Mindanao’s resonance to ecological risk
The benign climate—that was the first thing that was pointed out to me about Mindanao in the early 1980s, when I used to go there as part of a research team studying the banana export industry. Throughout the year, its winds were steady, gentle rain irrigated its fertile soil, its mountains were lush and its rivers deep, and above all, it was never visited by typhoons. That was the reason bananas thrived there.
In those years, banana plantations covered about 30,000 hectares of land, mostly in Davao del Norte, Compostela Valley, and South Cotabato. That milieu is rapidly changing. Just this week, 14,000 hectares of bananas were wiped out in the wake of Typhoon “Pablo.” But that is nothing compared to the scale of the human tragedy that fell on the town of New Bataan in Compostela Valley.
Last year, Tropical Storm “Sendong” dumped an unusual amount of rain on the cities of Cagayan de Oro and Iligan, swelling rivers and bringing catastrophic floods to areas that were previously thought safe. This time, Pablo, which started as a slow-moving depression off Eastern Micronesia, barreled through Mindanao on a west-northwest direction. Once more Cagayan de Oro appeared to lie on the typhoon’s path, but this bustling city was prepared and, as a result, hardly sustained any damage. Not so fortunate were the mining and farming provinces of Compostela Valley and Davao Oriental, where powerful winds and excessive rainfall left a shocking trail of death and devastation. No one knew until late Wednesday that hundreds had perished in mudslides and floodwaters that rose so suddenly people had no time to run to higher ground.
Article continues after this advertisementA visibly crestfallen P-Noy wondered what else could have been done to prevent the unexpectedly high death toll, now approaching 500. Pablo (international name: Bopha) had been carefully monitored for more than a week before it actually made landfall. Its movement was closely tracked and its likely course methodically plotted.
Learning from the Sendong experience, the National Disaster Risk Reduction and Management Council (NDRRMC) issued regular alerts to local governments, warning them of the developing weather situation and advising them to prepare residents in low-lying communities for quick evacuation.
A widely circulated geohazard map indicated to the concerned public officials which of the communities in their jurisdictions were most vulnerable to flash floods and landslides.
Article continues after this advertisementNo, there wasn’t much more the government could have done to prevent this tragedy.

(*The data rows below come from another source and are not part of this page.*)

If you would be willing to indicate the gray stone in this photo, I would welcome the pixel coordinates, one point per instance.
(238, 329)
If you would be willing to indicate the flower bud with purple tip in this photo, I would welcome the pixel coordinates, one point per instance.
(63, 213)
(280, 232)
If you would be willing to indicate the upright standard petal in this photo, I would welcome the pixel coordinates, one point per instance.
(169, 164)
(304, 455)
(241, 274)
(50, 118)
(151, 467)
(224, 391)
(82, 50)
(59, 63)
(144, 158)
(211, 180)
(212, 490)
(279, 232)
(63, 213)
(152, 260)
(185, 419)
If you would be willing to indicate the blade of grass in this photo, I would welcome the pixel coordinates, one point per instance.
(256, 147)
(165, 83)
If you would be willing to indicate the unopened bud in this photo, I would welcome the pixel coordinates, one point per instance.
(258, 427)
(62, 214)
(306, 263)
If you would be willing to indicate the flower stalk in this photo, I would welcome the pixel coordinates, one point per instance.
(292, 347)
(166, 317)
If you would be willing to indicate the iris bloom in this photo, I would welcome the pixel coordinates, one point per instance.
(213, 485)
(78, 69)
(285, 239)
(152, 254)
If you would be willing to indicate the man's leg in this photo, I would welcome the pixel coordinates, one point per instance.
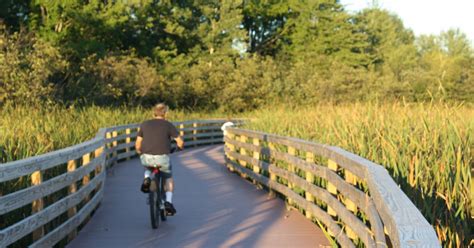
(145, 188)
(169, 187)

By its nature, the communication of ecological danger has low resonance in our society, even more so when it is connected to something as poorly understood as climate change.
Warnings of impending disaster are taken lightly where there is little concrete experience in which to frame them.
Because of modern technology, said Environment Secretary Ramon Paje in a recent TV interview, the authorities knew not only which towns were going to be hit but also, more or less, how strong the winds were going to be and how much rain the typhoon was packing.
But, such information would not have meant much to people who have lived in what had been for them, until now, a nurturing countryside.
As is usually the case during crises, a catastrophe like this is followed by a flurry of finger-pointing and blame-tossing. This habit is particularly prevalent in moralistic cultures like ours, and it is not confined to those who interpret natural disasters as God’s way of expressing displeasure over undesirable human actions.
We see it, too, in accounts that lay the blame for environmental disasters at the door, for example, of mining and logging operations. There is much truth in the latter, I’m sure. But identifying the villains, while morally satisfying, doesn’t really bring us any closer to understanding why communities tend to be indifferent to the environmental dangers to which they are exposed.
The reason for this must be sought in the way our society communicates the complex reality of ecological danger to itself. This is what is meant by resonance to environmental risk. We need to ask where communities turn to for information on the dangers posed by a changing environment. Notice how the communication of such information is coded differently as it passes through the channels of schools, the political system, the religious system, and so on.
To believe that it is sufficient to centralize the issuance of warnings and relevant information in the NDRRMC using radio, television, and the new social media is to assume that the message and its implications for action are uniformly understood. We should know by now that information from agencies like Phivolcs, Pagasa, and the NDRRMC is inescapably filtered by people’s own experiential horizons.
We don’t need to point to the sad experience of poor communities in remote places like those in Mindanao to validate this. We only need to see how the same geohazard maps showing areas of vulnerability along active geological faults are routinely ignored by property developers and homeowners in Metro Manila itself.
Communications from experts are easily drowned by the noise from other sources.
However we choose to adapt to our changing environment, one thing is sure: We will not be able to do this in any effective way until we learn to differentiate communications coming from scientists from those coming from politicians, businessmen, and religious preachers.